The side with the little bumps is AMAZING for scrubbing hair dye off skin — but isn't *so* rough that you're going to irritate your skin. These rounds are also incredible for removing nail polish, btw, especially if glitter is involved.

Once you have these two simple things, actually getting the hair dye off your skin couldn't be easier.

how to get hair dye off skin
photo: Alle / Revelist

To get hair dye off your skin, pour the olive oil onto the bumpy side of the exfoliating round. You want enough oil to coat the cotton, but not SO much that it's completely sodden.

Gently but firmly rub the cotton round in small circles anywhere on your skin where you have hair dye marks. You may need to use several rounds to remove all the color, depending on the type of dye used, but you'll see it coming away on the rounds REALLY quickly.

Oh, and an important note: If you have sensitive skin or certain skin conditions like eczema, talk to your doctor before coloring your hair OR using olive oil to remove stains.

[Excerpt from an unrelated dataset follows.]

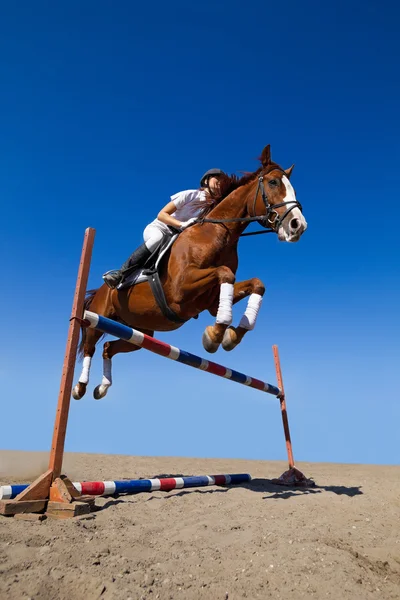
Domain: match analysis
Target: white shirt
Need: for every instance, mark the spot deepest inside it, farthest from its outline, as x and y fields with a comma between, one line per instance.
x=189, y=204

No matter WHERE those hair dye stains may be — olive oil will remove them.

A post shared by Alle Connell (@helloalle) on

When you get your brows professionally dyed — don't do this at home! EVER! — there's always a strange "halo" of stained skin left behind. If you don't like looking like budget Thranduil while those dye marks fade away on their own, olive oil on a cotton round will be your savior.

I recently made a really major hair color change, and after each appointment was left with some pretty intense brown-red demi-permanent dye stains on my neck and forehead. Guess what got them off? Olive oil.

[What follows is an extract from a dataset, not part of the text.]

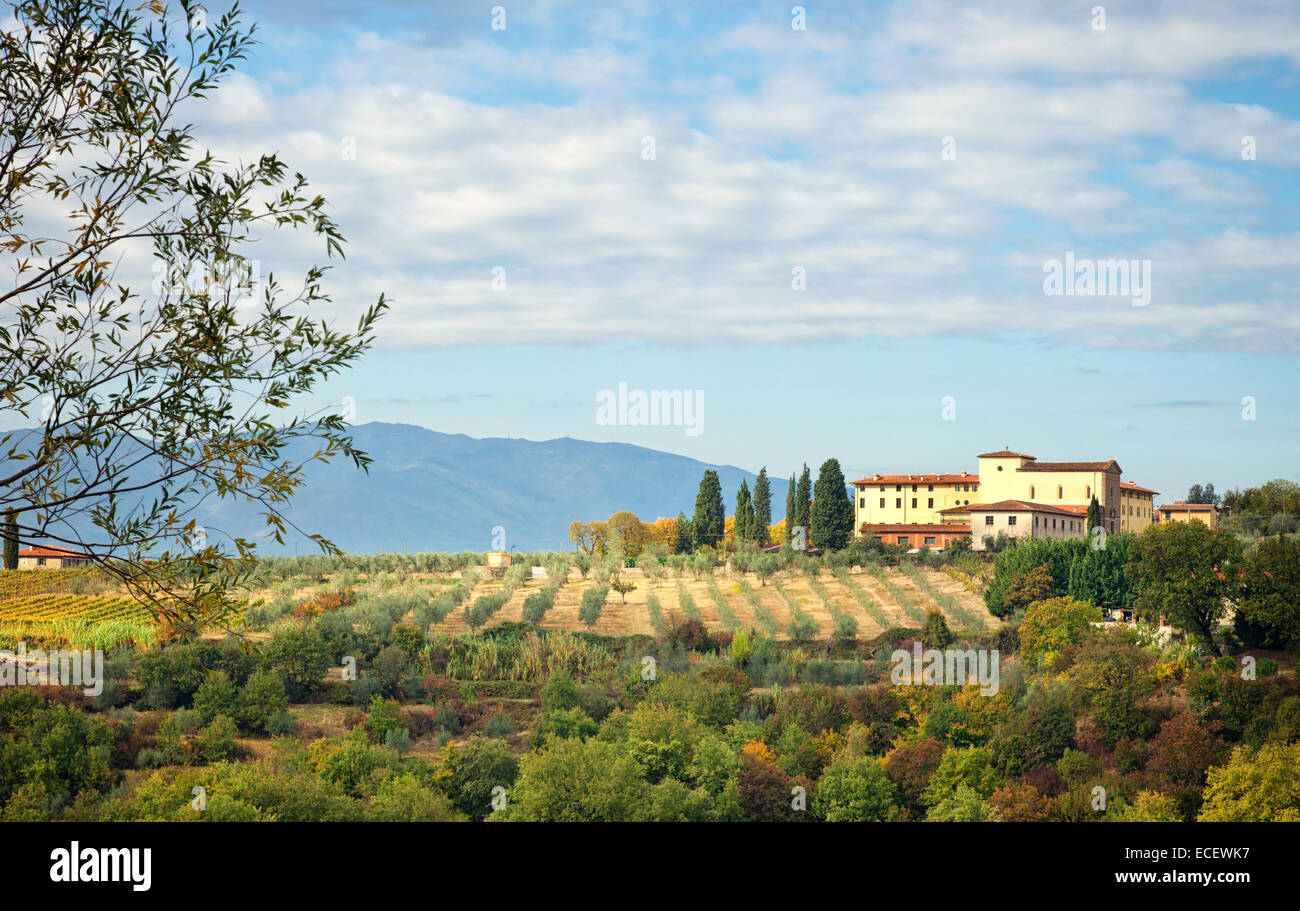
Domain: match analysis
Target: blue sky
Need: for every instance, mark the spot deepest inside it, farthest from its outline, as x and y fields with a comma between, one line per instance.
x=822, y=150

A post shared by Alle Connell (@helloalle) on

Unlike expensive dye removal cloths that you can buy, olive oil is WAY less likely to irritate your skin, smell like chemical death, or require so much scrubbing that you open up cuts on your head.

Not that I'd know that, of course...

Coloring your hair is one of the great joys of life. Now go forth and rock every hair color in the rainbow, secure in the knowledge that you can get ANY hair dye off your skin quickly, safely, and easily.

how to get hair dye off skin
photo: Alle / Revelist

Your follicular creativity is safe, as long as you have olive oil — and some scrubby pads — nearby.